Middle EV

The Expected Value (EV) displayed in Middles represents the calculated average profit you can anticipate based on the combined odds and probabilities of the bets involved. The calculation takes into account different scenarios, including cases where both bets win, only one bet wins, or neither bet wins. This provides a more accurate assessment of the potential profitability of each middle opportunity.

Let us see how the EV value is obtained for a particular middle:

  1. Find the Probability of hitting the middle. This is the chance that the “middle” outcome occurs. Hover your mouse over the far-right value in the top line to see the tooltip.

  2. Calculate the probability of missing the middle. Subtract the hit probability from 100: Probability of missing = 100 - Probability of hitting

  3. Calculate the expected result if the middle is hit. Multiply the profit when hitting (the green number) by the probability of hitting.

  4. Calculate the expected result if the middle is missed. Multiply the profit or loss when missing (the red number) by the probability of missing.

  5. Subtract the missed value (loss) from the hit value (profit) to find the net expected return.

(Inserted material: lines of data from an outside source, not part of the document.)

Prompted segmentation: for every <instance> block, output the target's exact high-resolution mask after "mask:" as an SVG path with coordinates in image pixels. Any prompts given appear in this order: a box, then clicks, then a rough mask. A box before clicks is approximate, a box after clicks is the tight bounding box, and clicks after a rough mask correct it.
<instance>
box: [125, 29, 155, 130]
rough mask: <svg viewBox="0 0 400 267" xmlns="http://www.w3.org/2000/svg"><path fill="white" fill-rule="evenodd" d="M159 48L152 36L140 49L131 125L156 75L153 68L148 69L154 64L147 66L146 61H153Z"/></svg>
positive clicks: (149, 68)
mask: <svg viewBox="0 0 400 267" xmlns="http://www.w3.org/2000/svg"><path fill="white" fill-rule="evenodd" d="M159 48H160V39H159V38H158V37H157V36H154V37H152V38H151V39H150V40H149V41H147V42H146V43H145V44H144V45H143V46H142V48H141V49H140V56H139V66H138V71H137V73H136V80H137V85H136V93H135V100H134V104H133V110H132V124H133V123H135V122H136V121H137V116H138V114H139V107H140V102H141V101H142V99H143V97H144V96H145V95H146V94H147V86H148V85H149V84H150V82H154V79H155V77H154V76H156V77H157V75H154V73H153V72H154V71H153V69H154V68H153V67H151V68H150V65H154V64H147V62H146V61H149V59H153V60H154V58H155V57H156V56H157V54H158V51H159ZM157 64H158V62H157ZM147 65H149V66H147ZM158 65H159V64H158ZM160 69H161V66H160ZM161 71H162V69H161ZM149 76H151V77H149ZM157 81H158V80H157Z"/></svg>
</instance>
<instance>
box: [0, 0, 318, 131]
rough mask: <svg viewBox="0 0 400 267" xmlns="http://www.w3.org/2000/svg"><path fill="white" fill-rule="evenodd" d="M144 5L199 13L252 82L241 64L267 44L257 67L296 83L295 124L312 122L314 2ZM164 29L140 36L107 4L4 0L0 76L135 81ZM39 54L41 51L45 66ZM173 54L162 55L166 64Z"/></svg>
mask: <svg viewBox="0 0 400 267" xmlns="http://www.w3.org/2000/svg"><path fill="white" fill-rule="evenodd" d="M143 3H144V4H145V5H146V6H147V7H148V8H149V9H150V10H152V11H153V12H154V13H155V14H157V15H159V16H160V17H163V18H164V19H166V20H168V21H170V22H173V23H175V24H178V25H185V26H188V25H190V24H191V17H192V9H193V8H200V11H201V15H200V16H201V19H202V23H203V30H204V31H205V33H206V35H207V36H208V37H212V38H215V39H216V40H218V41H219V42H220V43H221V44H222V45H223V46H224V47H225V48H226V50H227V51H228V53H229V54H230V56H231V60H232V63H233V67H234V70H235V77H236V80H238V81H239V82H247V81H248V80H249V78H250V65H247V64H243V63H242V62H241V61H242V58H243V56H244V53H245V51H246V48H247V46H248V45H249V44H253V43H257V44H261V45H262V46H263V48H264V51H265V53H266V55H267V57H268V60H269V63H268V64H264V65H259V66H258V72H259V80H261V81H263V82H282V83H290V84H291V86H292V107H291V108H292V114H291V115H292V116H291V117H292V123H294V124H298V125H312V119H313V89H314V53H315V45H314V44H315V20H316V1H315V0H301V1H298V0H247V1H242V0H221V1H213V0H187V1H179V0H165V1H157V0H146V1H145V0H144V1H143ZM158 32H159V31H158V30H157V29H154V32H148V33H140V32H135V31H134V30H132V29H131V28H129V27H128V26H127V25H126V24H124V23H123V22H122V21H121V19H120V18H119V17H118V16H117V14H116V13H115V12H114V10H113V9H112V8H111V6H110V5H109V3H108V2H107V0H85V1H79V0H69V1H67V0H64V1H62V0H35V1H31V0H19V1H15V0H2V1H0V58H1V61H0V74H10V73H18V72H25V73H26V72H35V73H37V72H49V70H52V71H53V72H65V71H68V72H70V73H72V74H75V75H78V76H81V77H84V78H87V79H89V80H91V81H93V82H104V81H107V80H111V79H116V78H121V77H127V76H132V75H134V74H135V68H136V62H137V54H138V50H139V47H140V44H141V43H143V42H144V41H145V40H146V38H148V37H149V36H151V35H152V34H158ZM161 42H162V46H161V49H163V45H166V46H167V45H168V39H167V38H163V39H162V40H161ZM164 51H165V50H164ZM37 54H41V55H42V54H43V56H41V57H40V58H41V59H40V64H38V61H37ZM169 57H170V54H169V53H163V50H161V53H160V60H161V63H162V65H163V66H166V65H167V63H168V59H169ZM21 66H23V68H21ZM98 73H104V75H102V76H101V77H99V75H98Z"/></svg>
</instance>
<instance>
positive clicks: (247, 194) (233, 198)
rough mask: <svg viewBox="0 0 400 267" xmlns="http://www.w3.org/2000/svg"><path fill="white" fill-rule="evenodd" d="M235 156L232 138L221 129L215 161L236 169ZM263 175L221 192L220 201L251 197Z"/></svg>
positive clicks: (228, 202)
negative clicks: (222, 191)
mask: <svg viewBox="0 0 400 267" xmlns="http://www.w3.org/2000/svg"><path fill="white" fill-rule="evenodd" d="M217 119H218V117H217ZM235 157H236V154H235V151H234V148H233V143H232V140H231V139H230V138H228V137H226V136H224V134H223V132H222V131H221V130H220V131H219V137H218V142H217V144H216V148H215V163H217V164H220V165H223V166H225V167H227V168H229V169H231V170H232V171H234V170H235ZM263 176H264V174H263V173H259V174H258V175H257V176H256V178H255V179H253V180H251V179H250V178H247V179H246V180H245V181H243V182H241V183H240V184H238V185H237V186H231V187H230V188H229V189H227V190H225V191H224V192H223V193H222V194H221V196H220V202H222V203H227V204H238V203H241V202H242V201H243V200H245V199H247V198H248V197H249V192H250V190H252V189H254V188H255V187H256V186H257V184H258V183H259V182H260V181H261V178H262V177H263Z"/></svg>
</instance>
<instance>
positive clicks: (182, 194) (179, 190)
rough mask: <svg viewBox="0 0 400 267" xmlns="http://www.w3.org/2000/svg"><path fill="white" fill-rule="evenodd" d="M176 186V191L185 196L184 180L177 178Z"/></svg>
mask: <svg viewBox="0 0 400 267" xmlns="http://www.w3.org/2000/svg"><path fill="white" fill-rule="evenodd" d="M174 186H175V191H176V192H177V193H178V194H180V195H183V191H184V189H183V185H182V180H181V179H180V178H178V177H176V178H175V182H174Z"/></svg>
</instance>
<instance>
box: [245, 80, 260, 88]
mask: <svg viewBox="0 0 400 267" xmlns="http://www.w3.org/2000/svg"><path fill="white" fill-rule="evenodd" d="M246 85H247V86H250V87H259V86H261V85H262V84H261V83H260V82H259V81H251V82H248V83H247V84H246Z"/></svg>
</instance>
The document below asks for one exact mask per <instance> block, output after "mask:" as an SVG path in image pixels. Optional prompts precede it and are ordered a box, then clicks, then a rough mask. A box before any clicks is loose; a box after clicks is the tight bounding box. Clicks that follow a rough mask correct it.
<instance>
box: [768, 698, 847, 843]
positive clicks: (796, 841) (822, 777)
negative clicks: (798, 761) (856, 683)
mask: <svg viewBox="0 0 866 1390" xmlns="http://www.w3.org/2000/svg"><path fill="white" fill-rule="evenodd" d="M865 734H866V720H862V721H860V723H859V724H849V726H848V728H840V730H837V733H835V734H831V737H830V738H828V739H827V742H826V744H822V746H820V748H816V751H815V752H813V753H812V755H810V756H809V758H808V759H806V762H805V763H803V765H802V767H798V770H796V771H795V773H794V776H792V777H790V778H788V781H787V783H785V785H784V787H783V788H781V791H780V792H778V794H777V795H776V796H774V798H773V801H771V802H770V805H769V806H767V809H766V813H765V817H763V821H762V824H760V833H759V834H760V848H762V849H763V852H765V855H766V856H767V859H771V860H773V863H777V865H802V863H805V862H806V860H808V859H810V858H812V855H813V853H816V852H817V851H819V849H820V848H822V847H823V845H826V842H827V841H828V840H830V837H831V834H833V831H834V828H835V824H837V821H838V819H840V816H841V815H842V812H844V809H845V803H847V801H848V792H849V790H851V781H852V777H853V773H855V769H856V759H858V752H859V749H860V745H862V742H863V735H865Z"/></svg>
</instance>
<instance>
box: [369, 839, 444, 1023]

  6. Normalize the value. Divide the result by 100 to obtain the Expected Value (EV). This value appears as the far-left number in the row.

Given: Probability of hitting the middle: 21.3 Profit if hit: 69.6 Loss if missed: 15.22

Calculation: (21.3×69.6-(100-21.3)×15.22)/100≈2.9

Note: The displayed probability is rounded to one decimal place, while a more precise value is used for EV calculations.